Though the key concern raised by many, leads back to the lack of transparency and the apparent unwillingness of government to disclose the quantity of applications that have been approved, as part of the Citizenship by Investment Program administered by the SIDF, others have argued that if the funds are to be used to advance the development of the country, as it was designed to do anyhow, then the people and the businesses on the sister island of Nevis, should be allowed to share in the bounty.

Now, Leader of the Opposition, in the Federal Parliament and Deputy Leader of the Concerned Citizens Movement, CCM, in Nevis, Mr. Mark Brantley, has added his voice, arguing against what he thinks is a lop-sided approach being adopted by the SIDF, for the programs that are being supported. Nevis, he claims is not getting its fair share.

Brantley, earlier this week, stated that the passports are the joint property of the people of St. Kitts and Nevis. He states that neither Kittitians nor Nevisians have a greater right to benefit from what is an asset belonging to the federal government.

Therefore he suggests that the sale of this asset to generate money for the SIDF makes it a right for citizens and companies from each island, not just St. Kitts, to benefit. More SIDF investment therefore, he argues, should be made in Nevis.

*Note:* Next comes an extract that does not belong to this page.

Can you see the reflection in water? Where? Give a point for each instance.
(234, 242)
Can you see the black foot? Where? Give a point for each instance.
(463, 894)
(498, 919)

He also said that after looking at a breakdown of monies spent by the SIDF thus far, only one disbursement has been made in Nevis, and that has been a loan, unlike in St. Kitts where grants have been provided.

“The reason I highlight that is because here we have a programme which has as its basis, an asset of our passport, which is the joint asset of the people of our country, Kittitians and Nevisians alike… the people of St. Kitts has no greater right to it, the people of Nevis have no greater right to it, we have an equal right to this asset.”

Brantley then questioned how anybody could justify that lop-sided allocation, and called for more investment to be made into the tourism sector in Nevis which he said is in dire need of investment. He is therefore of the view that a more equitable systems is needed to treat both islands as they ought to be accommodated with support.

He also made it clear that while he does not have a fundamental problem with the principle of a program that sells citizenship to investors, he is troubled by the fact that much effort is being made to keep certain financial aspects of the program, hidden from the public. More transparency is needed said Brantley.